Jacky Terrasson & friends

Vendredi 27 novembre, Jacky Terrasson fêtait son cinquantième anniversaire en musique à la Scène nationale d’Annecy, Bonlieu.

Ce pianiste franco-américain est le roi du métissage à la jazz. Chaque standard est abordé, traversé, dépassé. Le jazz afro-américain comme la chanson française du milieu du XXe siècle sont réinventés, comme lorsqu’il saupoudre de rythmes salsa « Caravan » de Duke Ellington ou étire langoureusement « Take Five » de Dave Brubeck. En chemin, le swing rencontre « La Vie en rose » et les rythmes africains « La Marseillaise ». Chaque mélodie est prise comme un matériau de base propice à toutes sortes de jeux musicaux et sonores, entre variation infidèle et improvisation plus que libre.

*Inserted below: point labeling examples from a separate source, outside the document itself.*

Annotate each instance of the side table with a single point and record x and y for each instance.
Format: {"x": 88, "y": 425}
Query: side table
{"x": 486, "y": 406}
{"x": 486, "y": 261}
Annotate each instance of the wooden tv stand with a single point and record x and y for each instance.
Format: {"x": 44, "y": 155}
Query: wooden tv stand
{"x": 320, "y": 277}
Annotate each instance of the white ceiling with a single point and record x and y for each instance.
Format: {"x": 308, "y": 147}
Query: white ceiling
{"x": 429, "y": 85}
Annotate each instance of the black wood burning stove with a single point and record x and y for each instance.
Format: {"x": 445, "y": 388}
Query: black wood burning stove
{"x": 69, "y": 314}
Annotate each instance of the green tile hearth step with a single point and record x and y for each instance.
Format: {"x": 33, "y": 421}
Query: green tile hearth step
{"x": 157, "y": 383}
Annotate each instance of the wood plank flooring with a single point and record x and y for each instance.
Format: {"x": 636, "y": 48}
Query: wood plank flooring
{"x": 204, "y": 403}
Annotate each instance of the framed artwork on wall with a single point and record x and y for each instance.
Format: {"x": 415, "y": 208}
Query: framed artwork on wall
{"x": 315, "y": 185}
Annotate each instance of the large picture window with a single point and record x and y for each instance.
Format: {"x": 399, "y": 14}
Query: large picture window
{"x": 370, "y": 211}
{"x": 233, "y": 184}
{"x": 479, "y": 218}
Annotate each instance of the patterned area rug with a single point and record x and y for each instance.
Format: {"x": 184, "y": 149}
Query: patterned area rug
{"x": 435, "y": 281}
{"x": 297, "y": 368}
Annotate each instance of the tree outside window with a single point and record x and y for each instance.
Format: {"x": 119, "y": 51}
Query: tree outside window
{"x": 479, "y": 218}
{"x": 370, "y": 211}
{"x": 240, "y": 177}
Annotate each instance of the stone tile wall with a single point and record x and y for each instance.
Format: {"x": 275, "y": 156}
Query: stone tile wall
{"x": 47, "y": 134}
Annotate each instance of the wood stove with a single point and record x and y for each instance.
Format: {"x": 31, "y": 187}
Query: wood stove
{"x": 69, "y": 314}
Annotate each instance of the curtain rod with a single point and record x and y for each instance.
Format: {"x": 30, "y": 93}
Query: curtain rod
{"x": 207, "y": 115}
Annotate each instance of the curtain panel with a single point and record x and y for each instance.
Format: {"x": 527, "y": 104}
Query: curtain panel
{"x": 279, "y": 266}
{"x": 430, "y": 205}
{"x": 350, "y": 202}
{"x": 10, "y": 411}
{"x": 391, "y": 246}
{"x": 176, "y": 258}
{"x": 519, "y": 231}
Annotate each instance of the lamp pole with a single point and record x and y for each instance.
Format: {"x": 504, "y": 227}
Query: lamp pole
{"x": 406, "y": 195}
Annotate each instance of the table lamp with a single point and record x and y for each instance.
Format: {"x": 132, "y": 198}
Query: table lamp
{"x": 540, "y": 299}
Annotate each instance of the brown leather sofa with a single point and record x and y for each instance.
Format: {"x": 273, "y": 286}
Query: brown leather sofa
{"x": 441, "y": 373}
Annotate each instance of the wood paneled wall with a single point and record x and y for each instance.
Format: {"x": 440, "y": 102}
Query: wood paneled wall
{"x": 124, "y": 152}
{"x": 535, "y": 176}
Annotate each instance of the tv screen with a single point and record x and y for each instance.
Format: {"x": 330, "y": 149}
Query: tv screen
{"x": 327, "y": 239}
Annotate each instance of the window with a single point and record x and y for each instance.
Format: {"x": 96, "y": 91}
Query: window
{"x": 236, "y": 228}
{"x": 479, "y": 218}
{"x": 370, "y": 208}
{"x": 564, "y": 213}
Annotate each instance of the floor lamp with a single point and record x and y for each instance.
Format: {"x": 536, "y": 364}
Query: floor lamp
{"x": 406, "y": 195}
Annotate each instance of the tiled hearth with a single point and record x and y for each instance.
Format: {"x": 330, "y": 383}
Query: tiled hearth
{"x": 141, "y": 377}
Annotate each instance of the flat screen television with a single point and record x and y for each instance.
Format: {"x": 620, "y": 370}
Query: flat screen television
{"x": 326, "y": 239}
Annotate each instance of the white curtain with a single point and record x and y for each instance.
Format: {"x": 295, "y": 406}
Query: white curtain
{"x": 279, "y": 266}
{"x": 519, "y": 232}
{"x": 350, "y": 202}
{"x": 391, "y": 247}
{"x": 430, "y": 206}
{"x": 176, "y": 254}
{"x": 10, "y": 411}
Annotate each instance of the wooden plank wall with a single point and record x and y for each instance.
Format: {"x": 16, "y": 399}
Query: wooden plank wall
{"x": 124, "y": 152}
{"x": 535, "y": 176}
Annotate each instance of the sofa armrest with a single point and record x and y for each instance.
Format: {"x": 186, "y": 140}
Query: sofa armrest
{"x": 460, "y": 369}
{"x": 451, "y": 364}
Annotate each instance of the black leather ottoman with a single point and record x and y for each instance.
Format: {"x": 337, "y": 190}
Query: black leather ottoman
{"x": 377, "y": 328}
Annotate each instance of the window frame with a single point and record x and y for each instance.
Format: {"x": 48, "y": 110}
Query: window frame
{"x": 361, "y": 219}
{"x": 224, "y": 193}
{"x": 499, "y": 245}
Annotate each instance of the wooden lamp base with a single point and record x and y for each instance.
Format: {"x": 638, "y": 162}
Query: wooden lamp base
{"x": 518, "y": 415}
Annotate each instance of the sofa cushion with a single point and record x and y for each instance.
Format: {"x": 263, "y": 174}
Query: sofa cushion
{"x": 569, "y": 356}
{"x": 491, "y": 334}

Les trois chansons françaises (La Vie en rose, La Javanaise et Dis, quand reviendras-tu) sont interprétées par la chanteuse de jazz Mathilde, révélée par la dernière édition de The Voice (elle sortira bientôt son premier album, dont la direction musicale est assurée par Jacky Terrasson). En effet, ce concert est autant l’occasion pour Jacky Terrasson de célébrer son anniversaire que de nous présenter ses amis musiciens. Avec la complicité du trompettiste Stéphane Belmondo, il livre une version émouvante de « La Chanson d’Hélène », tirée du film Les Choses de la vie, de Claude Sautet (1970). Ce protégé de Chet Baker joue habilement des timbres de sa trompette et de son bugle : feutré, brillant, avec sourdine ou plutôt sans. À la contrebasse, Thomas Bramerie distille le groove avec discrétion, tandis que ses camarades de jeu se font plus exubérants (Lukmil Perez à la batterie et le charismatique Minino Garay aux percussions).

© Philippe Lévy Stab

© Philippe Lévy Stab

Malheureusement pour nous, les autres invités annoncés par Bonlieu ne sont pas au rendez-vous (Sly Johnson, Cecile McLorin Salvant, entre autres). Erreur de programme, désengagement des musiciens ? Toujours est-il que le public doit faire sans. Même si le jeu tout en contrastes de Jacky Terrasson comporte son lot de surprises (il passe sans transition du Steinway au Fender Rhodes, du pianissimo au forte), même si chaque artiste présent sur le plateau est excellent, au bout d’un moment, on s’ennuie. Peut-être est-ce dû à un concert riche dans le détail mais trop lisse dans l’ensemble. Le choix des morceaux, par exemple, manque d’audace. Pourquoi toujours jouer les mêmes standards, les mêmes chansons ? Pourquoi ne pas profiter de la totale maîtrise qu’apporte la maturité pour proposer des œuvres peu connues ou innovantes ? Il y a « La Chanson d’Hélène », certes, mais c’est trop peu. Nous avons finalement assisté à ce que le jazz français a de plus caricatural : pointu mais hermétique. Malgré une salle comble, les musiciens semblent jouer davantage pour eux-mêmes que pour le public, qui leur est pourtant largement acquis. Où sont passés la sueur, le goût pour la subversion ? Je sors rassasiée, vaguement écœurée. Dommage.